Jüngstes Beispiel: der Rio. In vierter Generation sieht Kias Kleiner breit und aggressiv aus. Kein Zweifel, da nimmt jemand Corsa, Polo und Fiesta ins Visier. Die Tigernase wittert Beute. Tempomat, Navi und beheiztes Lenkrad gibt es als Sonderausstattung – an der Auto-Basis alles nicht selbstverständlich. Sogar ein Notbrems-Assistent, der auch Fußgänger erkennt ist an Bord – ab der Version "Spirit" serienmäßig, ansonsten für 990 Euro Aufpreis.
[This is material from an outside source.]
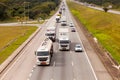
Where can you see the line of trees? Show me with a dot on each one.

Trotz der nur 4,07 Meter Länge geht’s geräumig und komfortabel zu. Edlen Luxus darf man zwar nicht erwarten, dafür wird im B-Segment viel zu genau kalkuliert. Dennoch wirkt der Innenraum alles andere als hartplastikbieder: aufgeräumtes Armaturenbrett, pfiffiges Cockpit, schicker Touchscreen – und vorne wie hinten ordentlich Platz. Sehr viel höher als 1,80 Meter sollte man als Hintersasse seinen Kopf allerdings nicht tragen. Eine schnittige Dachlinie fordert halt Opfer.

Ablagen gibt es reichlich, und das Gepäckabteil bietet mit 325 Litern mehr als die meisten dieser Klasse. Umgeklappt findet knapp ein Kubikmeter Platz. Die Ladekante ist ein wenig hoch, aber das ist nun mal der Tribut an ein gutes Crash-Verhalten in diesem Segment.

Neu unter der Haube ist ein Dreizylinder-Turbo, der aus einem Hubraum in Milchtüten-Umfang 100 PS drückt. Ein quirliges Aggregat, das oben herum von sich hören macht, dafür aber mit ordentlich Vortrieb und angenehm niedrigem Verbrauch überrascht. Die 4,5 Liter aus dem Datenblatt sind zwar nicht drin, mit gut einem Liter mehr indes kommt man prima aus. Wer’s noch zügiger mag – den Motor gibt es auch mit 120 PS.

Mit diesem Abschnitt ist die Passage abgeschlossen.